In Bezug auf das Kalchrain spricht Wepfer von einer «totalen Anstalt»: «Die Jugendlichen kommen nicht freiwillig ins Kalchrain, sondern weil ein Gericht das verfügt hat. Unsere Herausforderung ist, trotz diesem in gewisser Art totalitären Entscheid, in dem der Jugendliche maximal unmündig ist, in eine Richtung zu gehen, in der er Einsicht zeigen und seine Mündigkeit wiedererlangen kann.» Wepfer deutet auf ein vergittertes Fenster, hinter dem sich der Blick in eine weite Ebene öffnet. «Natürlich ist es widersprüchlich, in einer geschlossenen Anstalt so zu denken», sagt er. «Aber wenn ich die Psychoanalyse in meinem Arbeitsalltag nutzbar machen will, muss ich diesen Widerspruch aushalten.»

Umgekehrt sind auch die Institutionen nie richtig mit der Psychoanalyse warm geworden. Heute fristet sie ein Nischendasein. Zu teuer, lautet die Kritik, zu aufwendig, der Nutzen nicht klar genug nachweisbar. «Wenn wir gross verkünden würden, dass wir im Massnahmenzentrum psychoanalytisch orientierte Psychotherapie machen», sagt Andreas Wepfer dazu, «dann müssten wir ganz viele Fragen beantworten. Wenn wir hingegen deliktorientierte Therapie durchführen, dann müssen wir diese Fragen alle nicht beantworten und können psychoanalytische Konzepte dennoch mitdenken.»

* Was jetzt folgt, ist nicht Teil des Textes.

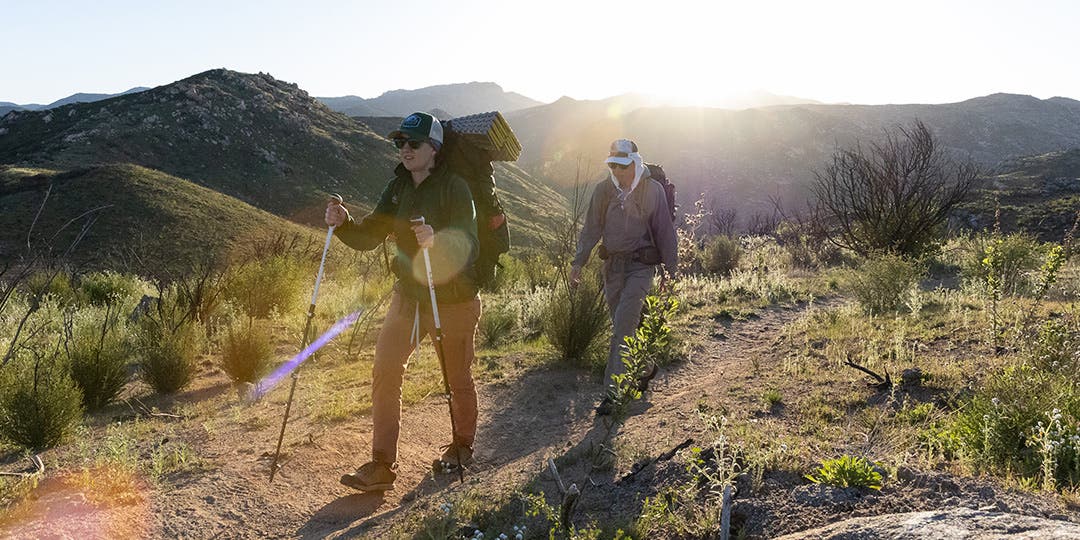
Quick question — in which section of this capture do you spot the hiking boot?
[637,364,659,392]
[438,442,472,471]
[596,395,615,416]
[341,461,397,491]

Wobei er anfügt, dass jede therapeutische Ausrichtung ihre Berechtigung habe. Von Glaubenskriegen hält er wenig, zumal die Grenzen zwischen den Ansätzen heute ohnehin verschwimmen. Konzepte wie das Unbewusste sind für unser Denken so prägend, dass in den sozialen Berufen wohl niemand ganz ohne Anleihen bei der Psychoanalyse auskommt. Mag also sein, dass die Psychoanalyse unsichtbar, an den Rand gedrängt ist, vielleicht auch etwas Verstaubtes hat. Sie ist trotzdem überall.